Creating a Kafka data set
You can create a Kafka data set in Pega Platform, and then associate it with a topic in a Kafka cluster.
Configure Kafka data sets to read and write data from and to Kafka topics, and use this data as a source of events, such as customer calls or messages. Your application can use these events as input for rules that process data in real time and then trigger actions.
For example, when a customer who has a checking account with UPlus Bank accesses the bank's ATM, this event can initiate an associated action, such as displaying an offer for a new credit card on the ATM's screen. For more information, see Triggering a real-time event with the Event Stream service.
You can connect to an Apache Kafka cluster version 0.10.0.1 or later.
- In Dev Studio, click .
- Provide the data set label and identifier.
- From the Type list, select Kafka.
- Provide the Context , Apply to class, and select Add to ruleset.
- Click Create and open.
- In the Connection section, in the Kafka configuration
instance field, perform one of the following actions:
- Select a Kafka configuration instance in the Data-Admin-Kafka class.
- Create a Kafka configuration instance (for example, when no instances are present)
by clicking the Open icon.
For more information, see Creating a Kafka configuration instance.
- Check whether Pega Platform is connected to the Kafka cluster by clicking Test connectivity.
- In the Topic section, perform one of the following actions:
- Select Create new, and then enter the topic name to define a new topic in the Kafka cluster.
- Select Select from list, and then connect to an existing topic in the Kafka cluster.
- Select Use application settings with topic values, and your Kafka data set will use different topics in different environments (for example, development, staging, production), without the need to modify and save a data set rule in each environment. To use this setting, you first have to configure the Application Settings rule, for more information, see Configuring application settings for Kafka data set topics.
- Optional: To define the data set partitioning, in the Partition Key(s)
section, perform the following actions:
- Click Add key.
- In the Key field, press the Down Arrow key to select a
property to be used by the Kafka data set as a partitioning key.
By configuring partitioning you can ensure that related records are sent to the same partition. If no partition keys are set, the Kafka data set randomly assigns records to partitions. - Optional: To configure the Message Values, perform one of the following
actions:
- If you choose JSON, you can select between two Field
mappings:
- Automatically map fields
- Auto-map fields from Kafka to fields with identical names in Pega.
- Use data transform
- Uses the JSON Data Transform ruleform with the ability to map only the properties that you want to map. If you have a long JSON message with many attributes, you can skip some of them. You can also have special characters in your property names (for example, the $ sign), and then map them to the corresponding Pega properties. For more information, see Data transform actions for JSON.
- If you choose Avro, you must preconfigure an Avro schema. For more information, see Configuring Avro schema for Kafka data set.
- If you choose a Custom configuration, you must configure the record settings:
- Serialization implementation
- In this field, enter a fully qualified Java class name for your value serialization.
- For example: com.pega.dsm.kafka.CsvPegaSerde.
- Additional configuration
- In this field you define additional configuration options for the implementation class. Click Add key value pair, and then enter properties in the Key and Value fields.
- If you choose JSON, you can select between two Field
mappings:
- Optional: To enable custom value processing, in the Add the Java class with reader implementation and Add the Java class with writer implementation fields,provide the Java class which implements the custom serialization and deserialization logic. You can find a sample implementation of custom processing here: Kafka message custom processing.

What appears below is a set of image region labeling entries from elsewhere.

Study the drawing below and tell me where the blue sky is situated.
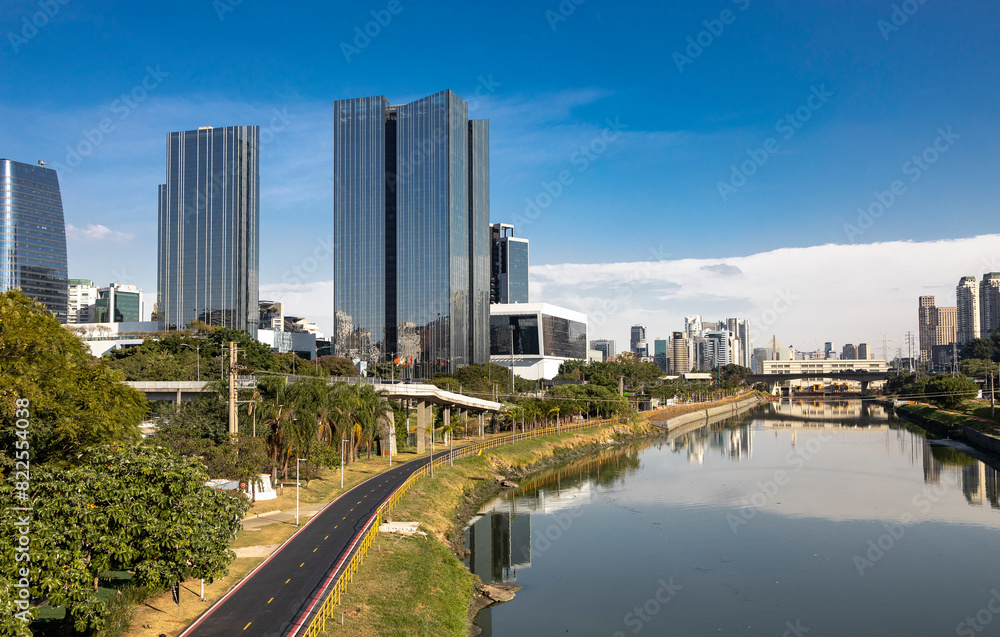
[0,0,1000,348]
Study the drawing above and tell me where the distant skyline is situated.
[0,0,1000,355]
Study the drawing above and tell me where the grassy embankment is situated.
[326,396,745,637]
[117,449,458,637]
[896,400,1000,437]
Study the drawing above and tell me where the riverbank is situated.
[326,395,748,637]
[896,403,1000,454]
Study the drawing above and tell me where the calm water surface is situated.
[467,401,1000,637]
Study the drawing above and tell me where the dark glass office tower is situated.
[490,223,528,303]
[157,126,260,337]
[0,159,69,323]
[333,91,489,376]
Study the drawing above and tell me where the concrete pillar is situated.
[382,409,398,456]
[417,401,430,453]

- Optional: To configure the Message Keys, perform one of the following
actions:
- If you choose JSON, you can select between two Field
mappings:
- Automatically map fields
- Auto-map fields from Kafka to fields with identical names in Pega.
- Use data transform
- Uses the JSON Data Transform ruleform with the ability to map only the properties that you want to map. If you have a long JSON message with many attributes, you can skip some of them. You can also have special characters in your property names (for example, the $ sign), and then map them to the corresponding Pega properties. For more information, see Data transform actions for JSON.
- If you choose Avro, you must preconfigure an Avro schema. For more information, see Configuring Avro schema for Kafka data set.
- If you choose a Custom configuration, you must configure the record settings:
- Serialization implementation
- In the Serialization implementation field, enter a fully qualified Java class name for your keys serialization.
- For example: com.pega.dsm.kafka.CsvPegaSerde.
- Additional configuration
- In the Additional configuration section, define additional configuration options for the implementation class. Click Add key value pair, and then enter properties in the Key and Value fields.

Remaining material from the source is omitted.